Target: You Don’t Say? Campaign at Duke University
Goal: Commend photo campaign encouraging others to be responsible with their speech
Many of us, at some point or another, have been guilty of forgetting the potential we have to hurt others when we speak mindlessly. A new campaign at Duke University aims to remind students and the public that our words are powerful and can reproduce damaging social norms and stereotypes. The You Don’t Say? Campaign directly confronts the oppressive words and phrases that many say without thinking, by creating posters of words superimposed on photos of students in black and white that explain why a certain word or phrase marginalizes people.
This campaign is a much-needed reminder that we have to be responsible for our words, no matter who we are, and that we have the power and obligation to call ourselves and others out when they oppress people with their language. As one poster says, “I don’t say ‘tranny’ because it takes away people’s agency to define their gender identities.” Another reads, “I don’t say ‘no homo’ because it means that showing any affection towards someone of the same sex is inherently bad.” All of the posters give reasons directly from the students themselves for why we should watch what we say, encouraging us to think critically about our words without being accusatory. More detailed explanations can be found on the campaign’s Facebook page, which has already garnered over 13,000 ‘likes,’ demonstrating that this campaign has already had a wide and positive impact.

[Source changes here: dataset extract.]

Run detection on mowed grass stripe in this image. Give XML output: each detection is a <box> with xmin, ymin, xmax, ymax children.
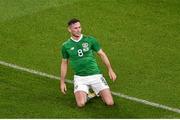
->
<box><xmin>0</xmin><ymin>60</ymin><xmax>179</xmax><ymax>114</ymax></box>
<box><xmin>0</xmin><ymin>0</ymin><xmax>81</xmax><ymax>23</ymax></box>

By signing this petition, you are applauding the You Don’t Say? Campaign and the students behind it for standing up to oppressive language.
Dear You Don’t Say? Duke,
Your new photo campaign is a beautiful and innovative way to encourage people to examine their own privilege and use of language. It provides a way for students and the public to educate themselves on the impact their words can have, without feeling accused or defensive, and it empowers them to call themselves out when they use oppressive language. This campaign shows students how important it is to be vigilant against the casual use of marginalizing phrases and stereotypes.
Thank you for starting this campaign and spreading it across Facebook and other social media to be shared and start a dialogue about hate speech. Thank you for encouraging students and others to be responsible for the language they use every day, and to educate people about oppressive language to end its use.